HONG KONG — Maryknoll Father Robert Astorino, founder of the Asian Catholic news agency UCA News and executive director of the agency for 30 years, died June 25 at Westchester Medical Center, Valhalla, New York. He was 77 and a priest for 50 years.
Ucanews.com reported he went to Hong Kong in 1971 and, after language studies, was part of a Maryknoll team that researched the situation of youth, many of them children of refugees from mainland China, in the Kwun Tong area of Kowloon.
Astorino, who earned graduate degrees in sociology from Fordham University and in journalism from Columbia University, both in New York City, saw that the churches of Asia needed a means of communicating their experiences and missions with one another without passing through Western filters. After conducting a feasibility study on church information needs in Asia, he launched UCA News in 1979 to provide news of and for the Catholic Church in Asia.
Catholic media professionals worldwide recalled Astorino’s contributions to social communications in Asia, and his impact on Asian news worldwide.
“For decades, Father Astorino was a giant of the international Catholic press,” said Greg Erlandson, director and editor-in-chief of Catholic News Service. “As founder of UCAN, he provided trustworthy news on the emerging church in Asia to the larger Catholic world. He was a friend and collaborator with Catholic News Service, and we will miss him.”
Jesuit Father Michael Kelly, who succeeded Astorino as executive director of UCA News, said Astorino was especially attuned “to the needs of the emerging churches in Asia in the 1970s and ’80s.”
“The Catholic Church in Asia had grown and developed to a new stage, and both national and regional bishops’ conferences and international agencies were sprouting up as the first fruits of the post-Vatican II renewal,” Kelly noted.
“Bob married media professionalism to a passion for the church in Asia to develop its outstanding news media channel,” eventually establishing 14 news bureaus to cover 22 countries, Kelly said.
In 1974, he became involved in the social communications apostolate in Hong Kong and throughout Asia. He helped launch the Hong Kong Catholic Social Communications Office and was its assistant director for several years. He served in various positions in the Asian branches of several international Catholic media organizations, including the East Asia Catholic Press Association. He also taught journalistic writing at The Chinese University of Hong Kong, 1975-1977.
In the course of shepherding UCAN, Astorino devoted his major energies to developing professionalism among Catholic journalists in Asia.

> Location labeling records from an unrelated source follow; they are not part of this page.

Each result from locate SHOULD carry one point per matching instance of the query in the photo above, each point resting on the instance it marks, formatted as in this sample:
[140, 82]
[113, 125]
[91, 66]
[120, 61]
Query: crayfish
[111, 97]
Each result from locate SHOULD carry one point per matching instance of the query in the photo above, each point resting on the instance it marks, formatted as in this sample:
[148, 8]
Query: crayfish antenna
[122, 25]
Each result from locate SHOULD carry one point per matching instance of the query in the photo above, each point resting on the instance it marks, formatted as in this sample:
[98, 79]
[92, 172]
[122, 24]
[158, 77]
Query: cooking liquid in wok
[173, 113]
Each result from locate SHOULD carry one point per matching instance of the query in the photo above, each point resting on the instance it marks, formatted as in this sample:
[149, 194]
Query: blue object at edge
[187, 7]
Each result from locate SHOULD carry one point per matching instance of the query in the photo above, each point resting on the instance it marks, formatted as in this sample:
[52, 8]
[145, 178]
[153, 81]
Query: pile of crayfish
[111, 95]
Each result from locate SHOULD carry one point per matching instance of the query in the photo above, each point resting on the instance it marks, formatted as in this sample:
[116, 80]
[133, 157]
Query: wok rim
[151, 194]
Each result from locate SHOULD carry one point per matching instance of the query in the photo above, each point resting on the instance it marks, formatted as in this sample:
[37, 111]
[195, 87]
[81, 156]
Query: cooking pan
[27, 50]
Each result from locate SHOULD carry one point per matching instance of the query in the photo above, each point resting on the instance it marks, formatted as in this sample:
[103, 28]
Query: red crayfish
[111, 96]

He traveled throughout the continent to conduct training seminars to develop the quality of news reporting, feature writing and analytic assessments provided by UCAN reporters and commentators. Many of those he trained not only continued to work in Catholic journalism but also went on to develop careers in secular journalism.
Barb Fraze, international editor of Catholic News Service, recalled that when Astorino would visit Catholic News Service in the early days of UCAN, he would tell her he did not care if stories were a week old. The important thing was that “the Asians did it,” he would say.
Christopher Khoo, a former editor with UCAN, recalled when Astorino visited Singapore in the 1990s. Khoo said Astorino “upheld rigorous journalistic standards” and “treated staff as family.”
“I was impressed with Father Bob’s passion for Asian church journalism, and when he invited me to work with the Union of Catholic Asian News, I took up the offer,” Khoo told Catholic News Service. “I consider him one of Asia’s great missionaries, blazing the path for Asian Church journalism.”
Father Raymond Finch, superior general of Maryknoll Fathers and Brothers, told CNS: “Father Astorino dedicated his life to the mission of the Church in Asia and in a special way Hong Kong. He was instrumental in holding that church up before the eyes of the world. His work with UCA News was exceptionally creative and groundbreaking.”
Astorino’s work on behalf of Catholic journalism drew recognition from various sources. He was appointed a member of the Vatican’s Pontifical Council for Social Communications. In 1998, the Catholic Press Association in the United States recognized Astorino with the Bishop John England Award, honoring “publishers who used the Catholic press to defend the rights of religion and individuals in a free society.”
Robert F. X. Astorino was born in New York City May 27, 1943, and was educated in Catholic schools there before entering Maryknoll as a seminarian.
A Mass of Christian Burial is schedule June 30 at Maryknoll’s Queen of Apostles Chapel. Access is restricted because of the COVID-19 pandemic.